|WikiProject Physics||(Rated Start-class, Low-importance)|
The photovoltaic effect involves the creation of a voltage (or a corresponding electric current) in a material upon exposure to electro-magenetic radiation. Though the process is directly related to the photoelectric effect the two processes are different and should be distinguished. In the photoelectric effect electrons are ejected from a materials surface upon exposure to radiation of sufficient energy. The photovoltaic effect is different in that the generated electrons are transferred from one material to another resulting in the buildup of a voltage difference between two electrodes.
In most photovoltaic applications the radiation is sunlight and for this reason the devices making use of the photovoltaic effect to convert solar energy into electrical energy are know as solar cells.

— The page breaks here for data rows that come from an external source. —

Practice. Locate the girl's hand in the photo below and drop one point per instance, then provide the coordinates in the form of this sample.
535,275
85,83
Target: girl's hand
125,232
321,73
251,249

In the case of a p-n junction solar cell illumination of the material results in the creation of an electric current as electrons and the remaining holes are swept in different directions by the built in electric field of the depletion region.
I intend to clean up the prose and claims surrounding the photovoltaic/photoelectric discussion. The photovoltaic effect discussed here (there is more than one PV effect) is the same phenomena as the photoelectric effect, except that the interface for the freed electron is a conducting electrode (anode or cathode) instead of the vacuum.
It has been a few years so things may have changed since Jacques Pankove wrote "Optical Processes in Semiconductors," so let me know if anyone feels strongly one way or the other, hopefully with a trail to some evidence. =)
After this is changed, I intend to sync up with photovoltaics.